Keywords

These keywords were added by machine and not by the authors. This process is experimental and the keywords may be updated as the learning algorithm improves.

Introduction

As we have seen previously, diagnostic test results use a cut-off value based on either a binary or polychotomous scale to define positive and negative test outcomes. On a continuous or ordinal scale, the sensitivity (Se, the probability of a positive test outcome in a diseased individual) and specificity (Sp, the probability of a negative test outcome in a non-diseased individual) can also be computed for specific values. Since the diagnostic test considers the results in two populations, one population with a disease, the other population without the disease, therefore, for every possible cut-off point or criterion value there will be some cases with the disease correctly classified as positive (TP, true-positive fraction), and falsely classified as negative (FN, false-negative fraction). Similarly, cases without the disease can be correctly classified as negative (TN, true-negative fraction) or as positive (FP, false-positive fraction). Compared to the binary outcome, on a continuous scale, the choice of cut-off will affect the degree of false misclassification by the test and thus for the same test, different cut-offs will have different operating characteristics with an inversely related Se and Sp across cut-off values. Thus, for tests that have an ordinal or continuous cut-off, Se and Sp at a single cut-off value do not fully characterise the tests performance which varies across other potential cut-off values. In this situation, a comparison of such diagnostic tests requires independence from the selected cut-off value and this can be addressed via receiver operating characteristic (ROC) analysis. The ROC method has several advantages:

  • Testing accuracy across the entire range of cut-offs thereby not requiring a predetermined cut-off point

  • Easily examined visual and statistical comparisons across tests

  • Independence from outcome prevalence

Example Data

Data from a prospective evaluation of an Australian pertussis toxin (PT) IgG and IgA enzyme immunoassay are used as an example (May et al. 2012). In this study, the accuracy of anti-PT IgG and anti-PT IgA (as normalized optical density) is examined for the diagnosis of pertussis infection with samples taken within 2–8 weeks after onset of symptoms. The gold standard was Bordetella pertussis polymerase chain reaction at the first visit.

Basic Principles

The continuous test result is viewed as a multitude of related tests each represented by a single cut-off with each considered to discriminate between two mutually exclusive states, so that we end up with a Se and Sp that are specific to a selected cut-off value. Each cut-off therefore generates a pair of Se and (1 − Sp) and it is these pairs that are then compared via ROC analysis and at each possible cut-off value for the test. Se and (1 − Sp) are essentially equivalent to the true-positive and false-positive proportions, respectively and when we plot Se against (1 − Sp) for various values of the cut-off across the measurement range, this generates the ROC curve. The ROC curve is therefore a plot of the FP probability on the x-axis and the TP probability on the y-axis across several thresholds of a continuous value measured in each subject, with the positive result being assumed for subjects above the threshold. Each point on the curve represents a Se/Sp pair corresponding to a particular cut-off; the latter are also known as the decision threshold or criterion values.

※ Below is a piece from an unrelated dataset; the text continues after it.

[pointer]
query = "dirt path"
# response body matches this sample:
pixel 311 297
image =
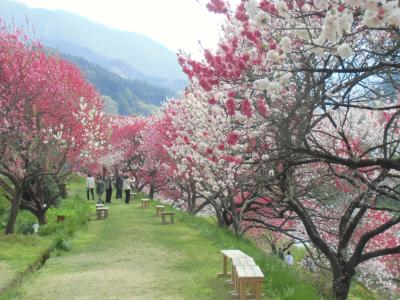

The ROC method is therefore an overall measure (across all possible cut-offs) of diagnostic performance of a test and can be used to compare the diagnostic performance of two or more laboratory or diagnostic tests. The perfect test with perfect discrimination (no overlap in the diseased and healthy distributions) has a ROC curve that passes through the upper left corner (100 % sensitivity, 100 % specificity). Therefore the closer the ROC curve is to the upper left corner, the higher the overall accuracy of the test. Also, the slope of the tangent line at a cut-point gives the likelihood ratio (LR) for that value of the test. The ROC curve for PT IgG is depicted in Fig. 6.1.

Fig. 6.1
figure 00061

The ROC curve for PT IgG. Each point on the curve represents a single cut-off, with sensitivity plotted against 1-specificity (false positive rate). The central diagonal is the line of equality

Discrimination Between Diseased and Non-diseased

The area under such an ROC curve is used as a measure of how well a test can distinguish between two diagnostic groups (diseased/normal), independent of any particular cut-off. The closer the curve follows the left-hand border and then the top border of the ROC space, the more area there is under the curve and the more accurate the test. The closer the curve follows the 45° diagonal of the ROC space, the less accurate the test.

The area under the curve (AUC) is therefore a global (i.e. independent of the cut-off value) summary statistic of diagnostic accuracy. The AUC is also known as the c statistic or c index, and can range from 0.5 (random chance or no predictive ability, which would follow the 45° line on the ROC plot) to 1 (perfect discrimination/accuracy; the ROC curve reaches the upper left corner of the graph). The greater the AUC, the more able is the test to capture the trade-off between Se and Sp over a continuous range. According to an arbitrary guideline, one could then use the AUC to classify the accuracy of a diagnostic test (Table 6.1).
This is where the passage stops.